I don't like un-vetted books, aka self-published books or books printed by so-called vanity presses. I’m aware that this is where much of the publishing world is headed in this digital age. There is a growth industry of firms that will be glad to publish your book, in print or in digital format. Amazon even has such a service.
I laud many aspects of the digital world. But this is one development I see as a big negative.
Every writer needs vetting; every writer needs an editor or two. Read the credits in the prefaces of most published authors and you’ll get the sense that publishing a good book takes a small village. Rightly so.
Some self-published authors pay for the services of copyeditors and proofreaders. But they are mere hired guns. The author is still in control of the final product. There’s no filter to block bad content.
The Century doesn’t review self-published books, though people send them to us all the time. They are often memoirs by older white men who will try to convince us of the need to review their books. “I’ve been a Century subscriber for the last 55 years,” some plead, as if being a long-term reader entitles them to space in our review section.

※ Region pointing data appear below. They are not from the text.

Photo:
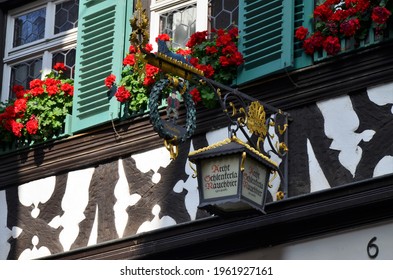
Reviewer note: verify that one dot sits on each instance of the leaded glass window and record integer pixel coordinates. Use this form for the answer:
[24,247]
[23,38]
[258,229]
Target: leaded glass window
[29,27]
[179,24]
[23,73]
[66,16]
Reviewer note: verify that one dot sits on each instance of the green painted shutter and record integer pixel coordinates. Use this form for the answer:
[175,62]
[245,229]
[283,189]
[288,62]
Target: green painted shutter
[266,37]
[303,17]
[100,50]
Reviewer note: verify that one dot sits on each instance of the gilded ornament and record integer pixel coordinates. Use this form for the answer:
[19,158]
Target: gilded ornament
[256,120]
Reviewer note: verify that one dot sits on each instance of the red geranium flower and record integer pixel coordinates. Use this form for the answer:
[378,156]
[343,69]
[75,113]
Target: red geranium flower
[129,60]
[223,40]
[16,128]
[332,45]
[163,37]
[211,50]
[197,38]
[110,80]
[32,125]
[349,27]
[36,83]
[122,94]
[184,52]
[149,47]
[36,91]
[132,49]
[301,33]
[68,89]
[60,67]
[20,105]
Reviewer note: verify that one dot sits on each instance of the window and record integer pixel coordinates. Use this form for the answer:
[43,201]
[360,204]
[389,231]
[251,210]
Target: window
[180,19]
[267,36]
[39,35]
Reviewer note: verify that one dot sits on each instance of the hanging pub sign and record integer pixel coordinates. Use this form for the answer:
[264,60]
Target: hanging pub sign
[232,176]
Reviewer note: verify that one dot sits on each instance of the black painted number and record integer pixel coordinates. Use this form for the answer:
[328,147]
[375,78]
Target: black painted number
[372,248]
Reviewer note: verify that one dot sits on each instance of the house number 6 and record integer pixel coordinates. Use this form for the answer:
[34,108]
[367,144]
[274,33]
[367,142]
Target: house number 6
[372,248]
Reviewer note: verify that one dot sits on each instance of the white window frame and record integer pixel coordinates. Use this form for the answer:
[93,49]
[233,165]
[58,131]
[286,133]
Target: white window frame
[44,48]
[158,7]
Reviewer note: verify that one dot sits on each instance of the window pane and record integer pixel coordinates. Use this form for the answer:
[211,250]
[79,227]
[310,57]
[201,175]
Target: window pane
[179,24]
[66,17]
[68,58]
[23,73]
[29,27]
[223,14]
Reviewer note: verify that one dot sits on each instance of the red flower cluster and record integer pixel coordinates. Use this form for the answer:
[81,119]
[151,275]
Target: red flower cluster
[60,67]
[132,82]
[196,95]
[22,117]
[110,80]
[338,19]
[122,94]
[163,37]
[151,73]
[219,51]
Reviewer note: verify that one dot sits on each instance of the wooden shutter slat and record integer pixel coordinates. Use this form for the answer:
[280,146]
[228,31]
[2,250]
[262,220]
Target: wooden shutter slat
[100,51]
[266,38]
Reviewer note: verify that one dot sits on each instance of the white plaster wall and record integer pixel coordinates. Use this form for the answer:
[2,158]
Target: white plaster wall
[341,122]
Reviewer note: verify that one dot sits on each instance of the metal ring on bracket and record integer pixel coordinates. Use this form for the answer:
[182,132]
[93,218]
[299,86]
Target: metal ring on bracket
[166,129]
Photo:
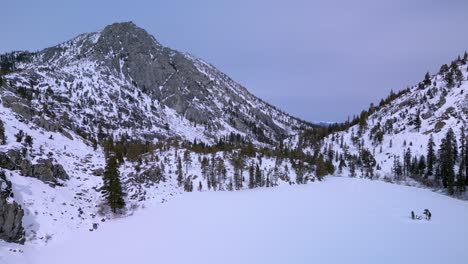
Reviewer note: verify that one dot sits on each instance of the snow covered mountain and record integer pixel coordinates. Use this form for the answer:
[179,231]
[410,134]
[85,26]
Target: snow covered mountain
[121,80]
[64,107]
[390,140]
[175,123]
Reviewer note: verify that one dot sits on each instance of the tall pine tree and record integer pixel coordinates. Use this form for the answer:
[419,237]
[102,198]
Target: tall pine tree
[447,158]
[112,189]
[431,157]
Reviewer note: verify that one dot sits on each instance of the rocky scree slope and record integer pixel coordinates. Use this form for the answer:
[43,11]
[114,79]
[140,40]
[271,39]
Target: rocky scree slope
[60,104]
[121,80]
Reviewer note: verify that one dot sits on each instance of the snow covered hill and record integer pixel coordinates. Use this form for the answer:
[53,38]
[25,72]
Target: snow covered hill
[300,224]
[121,80]
[63,109]
[390,140]
[173,123]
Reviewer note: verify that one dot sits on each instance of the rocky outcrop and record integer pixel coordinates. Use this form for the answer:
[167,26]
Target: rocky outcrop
[11,214]
[48,172]
[45,169]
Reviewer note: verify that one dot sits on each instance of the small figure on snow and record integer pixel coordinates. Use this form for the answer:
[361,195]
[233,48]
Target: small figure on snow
[428,214]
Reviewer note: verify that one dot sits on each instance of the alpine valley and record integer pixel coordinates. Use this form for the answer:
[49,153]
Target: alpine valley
[104,125]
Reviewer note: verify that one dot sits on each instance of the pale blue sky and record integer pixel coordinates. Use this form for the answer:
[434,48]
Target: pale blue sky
[319,60]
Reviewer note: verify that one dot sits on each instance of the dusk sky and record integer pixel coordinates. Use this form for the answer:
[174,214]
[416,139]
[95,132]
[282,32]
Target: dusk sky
[318,60]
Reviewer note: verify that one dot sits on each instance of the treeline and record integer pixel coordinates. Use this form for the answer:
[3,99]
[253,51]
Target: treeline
[438,166]
[452,76]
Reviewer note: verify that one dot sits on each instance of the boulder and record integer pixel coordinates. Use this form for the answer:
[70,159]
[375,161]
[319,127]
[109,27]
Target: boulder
[46,171]
[6,162]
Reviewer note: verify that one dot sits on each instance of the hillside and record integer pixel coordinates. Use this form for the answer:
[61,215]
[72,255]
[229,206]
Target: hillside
[120,80]
[300,224]
[172,121]
[390,140]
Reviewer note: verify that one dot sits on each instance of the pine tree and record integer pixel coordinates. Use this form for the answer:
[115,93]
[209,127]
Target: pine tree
[2,133]
[407,161]
[251,176]
[258,176]
[300,172]
[397,168]
[431,157]
[427,79]
[187,160]
[112,188]
[461,178]
[417,120]
[180,174]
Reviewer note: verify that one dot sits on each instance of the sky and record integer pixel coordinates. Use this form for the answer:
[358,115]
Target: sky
[320,60]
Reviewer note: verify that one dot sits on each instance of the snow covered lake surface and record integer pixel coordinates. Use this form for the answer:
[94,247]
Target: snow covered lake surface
[340,220]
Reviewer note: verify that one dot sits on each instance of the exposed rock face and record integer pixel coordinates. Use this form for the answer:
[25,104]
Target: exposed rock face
[44,170]
[152,175]
[11,215]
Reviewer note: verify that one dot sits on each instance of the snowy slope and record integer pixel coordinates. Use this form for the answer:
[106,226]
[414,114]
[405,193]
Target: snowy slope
[301,224]
[438,106]
[121,80]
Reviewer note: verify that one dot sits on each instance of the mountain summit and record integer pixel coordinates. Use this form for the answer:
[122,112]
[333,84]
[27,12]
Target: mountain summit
[122,80]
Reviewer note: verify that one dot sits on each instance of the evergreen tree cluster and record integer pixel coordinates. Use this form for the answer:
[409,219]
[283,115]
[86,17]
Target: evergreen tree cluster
[112,188]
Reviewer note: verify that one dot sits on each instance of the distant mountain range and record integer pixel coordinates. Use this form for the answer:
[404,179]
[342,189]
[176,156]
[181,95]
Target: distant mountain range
[172,122]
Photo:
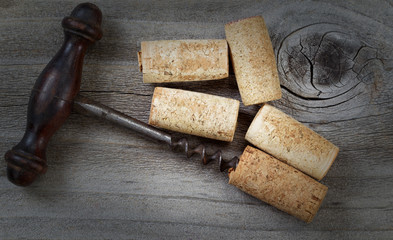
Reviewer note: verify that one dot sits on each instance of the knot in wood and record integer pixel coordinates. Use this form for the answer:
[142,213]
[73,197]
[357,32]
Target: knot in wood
[325,61]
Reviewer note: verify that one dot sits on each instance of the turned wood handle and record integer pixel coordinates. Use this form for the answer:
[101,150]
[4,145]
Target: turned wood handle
[52,95]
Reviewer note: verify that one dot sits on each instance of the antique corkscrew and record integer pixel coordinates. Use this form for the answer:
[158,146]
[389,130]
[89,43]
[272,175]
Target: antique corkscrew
[55,94]
[89,107]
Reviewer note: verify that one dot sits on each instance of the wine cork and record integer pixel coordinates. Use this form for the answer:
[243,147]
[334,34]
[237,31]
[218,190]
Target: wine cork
[253,60]
[194,113]
[183,60]
[278,184]
[290,141]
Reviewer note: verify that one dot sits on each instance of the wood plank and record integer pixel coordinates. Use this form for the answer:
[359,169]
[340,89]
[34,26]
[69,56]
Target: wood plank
[335,66]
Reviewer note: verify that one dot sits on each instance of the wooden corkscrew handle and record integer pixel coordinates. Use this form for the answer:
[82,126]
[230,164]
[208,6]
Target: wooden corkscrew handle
[52,96]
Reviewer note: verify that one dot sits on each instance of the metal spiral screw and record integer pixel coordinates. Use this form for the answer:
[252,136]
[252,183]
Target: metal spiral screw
[205,158]
[89,107]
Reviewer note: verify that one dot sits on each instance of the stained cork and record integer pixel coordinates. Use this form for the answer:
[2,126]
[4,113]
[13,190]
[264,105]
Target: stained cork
[183,60]
[278,184]
[253,60]
[290,141]
[194,113]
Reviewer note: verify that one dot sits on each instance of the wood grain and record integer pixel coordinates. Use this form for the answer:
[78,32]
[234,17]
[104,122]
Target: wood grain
[335,66]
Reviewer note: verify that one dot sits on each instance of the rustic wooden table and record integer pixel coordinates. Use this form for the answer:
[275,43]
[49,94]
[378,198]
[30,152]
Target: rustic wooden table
[336,69]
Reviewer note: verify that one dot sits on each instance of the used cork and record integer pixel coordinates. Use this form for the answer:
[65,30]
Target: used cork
[278,184]
[290,141]
[194,113]
[183,60]
[253,60]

One self-published fiction writer begged me on the phone to review his book. He pointed out that The Shack started out as a self-published book. It of course went on to be on the New York Times bestseller list for more than a year and half, and it sold more than 10 million copies.
There is a place for self-published books. I've told many older people they should consider writing their memoirs: for themselves, first of all, as an act of reflecting back on their lives; and also as a legacy to leave behind for their families. Most of these books should be self-published; rarely are they good enough to be published by a reputable publisher. This doesn’t mean they don’t have value of another kind.
But in general I’d encourage writers to take the tough but superior road to working with a reputable publisher. The result will be a better book.